Der Sommer ist für viele Pferde die schönste Zeit des Jahres. Die Weiden sind grün, die Tage lang und viele Pferde verbringen mehr Zeit draußen. Doch mit den warmen Temperaturen beginnt auch die Hochsaison für Fliegen, Bremsen, Mücken, Kriebelmücken und andere lästige Insekten.
Für viele Pferde bedeutet das ständiges Schweifschlagen, Kopfschütteln, Unruhe oder sogar schmerzhafte Stiche. Manche Tiere entwickeln Hautreizungen oder leiden unter einem Sommerekzem. Deshalb gehört ein guter Insektenschutz für viele Pferdehalter zur täglichen Pflege.

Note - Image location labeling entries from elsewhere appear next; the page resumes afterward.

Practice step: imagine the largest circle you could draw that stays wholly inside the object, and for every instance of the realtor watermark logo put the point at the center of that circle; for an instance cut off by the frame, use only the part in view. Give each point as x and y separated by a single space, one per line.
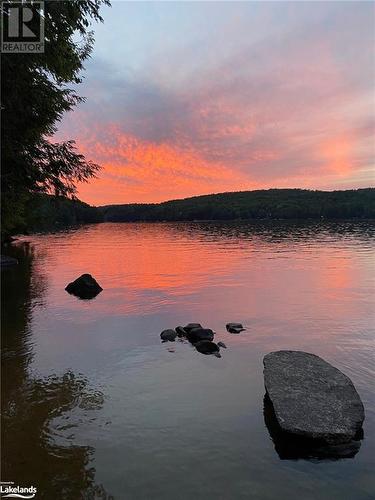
8 490
22 27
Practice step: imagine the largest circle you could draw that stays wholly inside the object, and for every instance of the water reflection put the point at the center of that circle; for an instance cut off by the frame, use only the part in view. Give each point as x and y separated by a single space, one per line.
292 448
36 451
299 286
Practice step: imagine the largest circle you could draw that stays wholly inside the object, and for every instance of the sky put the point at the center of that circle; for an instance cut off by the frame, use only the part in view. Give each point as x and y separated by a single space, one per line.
190 98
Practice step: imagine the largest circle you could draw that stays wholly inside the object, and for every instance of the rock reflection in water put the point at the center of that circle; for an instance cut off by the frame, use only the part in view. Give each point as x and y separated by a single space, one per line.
290 447
31 453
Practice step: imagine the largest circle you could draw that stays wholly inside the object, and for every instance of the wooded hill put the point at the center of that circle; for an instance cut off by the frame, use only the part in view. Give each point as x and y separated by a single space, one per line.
262 204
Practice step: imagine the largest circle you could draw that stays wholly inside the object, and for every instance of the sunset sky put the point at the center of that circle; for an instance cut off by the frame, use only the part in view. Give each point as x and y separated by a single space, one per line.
195 98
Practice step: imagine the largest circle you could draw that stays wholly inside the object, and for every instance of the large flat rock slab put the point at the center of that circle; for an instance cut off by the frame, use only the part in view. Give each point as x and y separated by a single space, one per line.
311 398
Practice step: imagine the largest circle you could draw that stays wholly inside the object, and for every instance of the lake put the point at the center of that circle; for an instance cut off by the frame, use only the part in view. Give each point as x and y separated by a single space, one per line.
96 407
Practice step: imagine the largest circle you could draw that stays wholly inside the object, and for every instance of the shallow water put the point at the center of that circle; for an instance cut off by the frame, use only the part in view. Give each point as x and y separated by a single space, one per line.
95 406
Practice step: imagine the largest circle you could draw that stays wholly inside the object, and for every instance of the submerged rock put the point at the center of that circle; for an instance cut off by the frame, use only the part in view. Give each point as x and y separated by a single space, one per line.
234 327
84 287
168 335
181 332
190 326
291 447
311 398
207 347
196 334
7 261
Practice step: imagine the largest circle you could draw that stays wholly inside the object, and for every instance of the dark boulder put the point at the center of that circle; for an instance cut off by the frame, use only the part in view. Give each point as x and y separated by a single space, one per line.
181 332
197 334
84 287
311 398
168 335
190 326
207 347
291 447
235 327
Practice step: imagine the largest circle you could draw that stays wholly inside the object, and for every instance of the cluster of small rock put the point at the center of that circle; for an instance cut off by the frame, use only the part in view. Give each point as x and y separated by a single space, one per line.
201 338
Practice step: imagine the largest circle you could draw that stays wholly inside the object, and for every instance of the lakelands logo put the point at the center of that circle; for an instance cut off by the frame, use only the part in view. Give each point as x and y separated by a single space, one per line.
22 27
7 490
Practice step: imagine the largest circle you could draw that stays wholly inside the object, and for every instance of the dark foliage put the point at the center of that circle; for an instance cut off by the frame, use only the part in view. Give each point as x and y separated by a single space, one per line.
45 213
263 204
36 92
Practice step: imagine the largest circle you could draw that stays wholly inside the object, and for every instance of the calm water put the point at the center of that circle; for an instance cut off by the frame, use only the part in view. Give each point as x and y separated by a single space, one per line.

Doch welche Möglichkeiten gibt es überhaupt? Welche Maßnahmen helfen wirklich? Und worauf sollte man achten? In diesem Ratgeber geben wir einen Überblick über die verschiedenen Möglichkeiten des Insektenschutzes.

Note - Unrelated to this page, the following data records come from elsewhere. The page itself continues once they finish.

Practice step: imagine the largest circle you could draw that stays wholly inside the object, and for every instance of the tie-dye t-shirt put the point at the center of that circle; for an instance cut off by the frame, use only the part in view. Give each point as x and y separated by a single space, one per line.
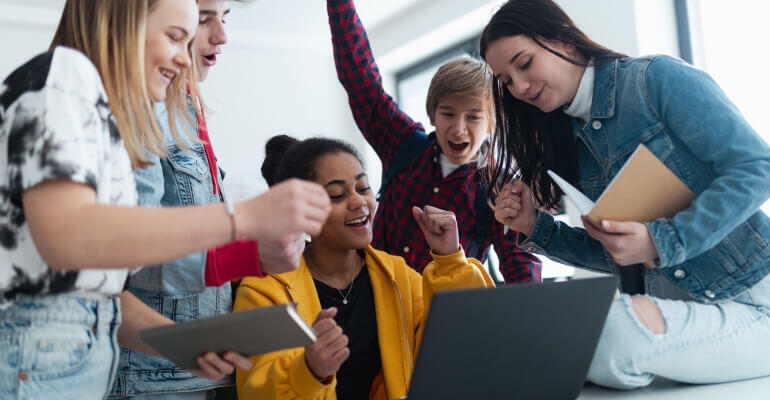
56 124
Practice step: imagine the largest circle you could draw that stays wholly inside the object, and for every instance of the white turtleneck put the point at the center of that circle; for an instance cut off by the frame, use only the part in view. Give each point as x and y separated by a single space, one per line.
581 104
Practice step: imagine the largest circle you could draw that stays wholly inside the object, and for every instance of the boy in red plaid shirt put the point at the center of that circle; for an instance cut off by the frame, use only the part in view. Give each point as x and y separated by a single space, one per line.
445 174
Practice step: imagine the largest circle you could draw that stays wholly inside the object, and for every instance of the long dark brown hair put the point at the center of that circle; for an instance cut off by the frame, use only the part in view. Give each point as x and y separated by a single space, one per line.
527 141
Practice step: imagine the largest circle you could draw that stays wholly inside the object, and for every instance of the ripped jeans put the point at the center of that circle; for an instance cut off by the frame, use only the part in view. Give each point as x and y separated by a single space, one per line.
703 343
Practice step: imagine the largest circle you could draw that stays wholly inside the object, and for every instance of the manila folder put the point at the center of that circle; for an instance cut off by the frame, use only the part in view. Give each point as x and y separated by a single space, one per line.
644 190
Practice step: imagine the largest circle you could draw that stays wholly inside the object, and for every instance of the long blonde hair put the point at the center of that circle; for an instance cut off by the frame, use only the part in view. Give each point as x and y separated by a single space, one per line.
111 33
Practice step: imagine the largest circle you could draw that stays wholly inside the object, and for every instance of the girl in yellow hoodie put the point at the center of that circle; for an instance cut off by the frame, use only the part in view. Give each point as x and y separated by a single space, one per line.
366 306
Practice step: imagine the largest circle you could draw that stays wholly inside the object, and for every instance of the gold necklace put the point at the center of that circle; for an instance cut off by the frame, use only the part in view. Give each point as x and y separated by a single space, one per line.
326 281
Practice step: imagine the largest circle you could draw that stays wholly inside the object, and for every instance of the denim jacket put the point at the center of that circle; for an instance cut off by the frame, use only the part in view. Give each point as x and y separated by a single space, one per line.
176 289
718 247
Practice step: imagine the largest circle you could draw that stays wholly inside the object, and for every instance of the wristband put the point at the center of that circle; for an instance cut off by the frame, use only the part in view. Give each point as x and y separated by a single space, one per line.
230 213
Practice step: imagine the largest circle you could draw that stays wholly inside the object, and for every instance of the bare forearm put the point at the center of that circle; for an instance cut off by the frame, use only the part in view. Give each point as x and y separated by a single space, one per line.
120 237
137 316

Warum ist Insektenschutz beim Pferd so wichtig?
Insekten sind nicht nur lästig. Viele Arten stechen oder beißen und verursachen Schmerzen, Juckreiz oder Entzündungen. Manche Pferde reagieren empfindlicher als andere und scheuern sich so stark, dass offene Hautstellen entstehen können.
Ein guter Insektenschutz sorgt deshalb nicht nur für mehr Ruhe auf der Weide oder beim Ausritt, sondern kann auch dazu beitragen, Hautprobleme und Stress zu verringern.
Welche Insekten machen Pferden zu schaffen?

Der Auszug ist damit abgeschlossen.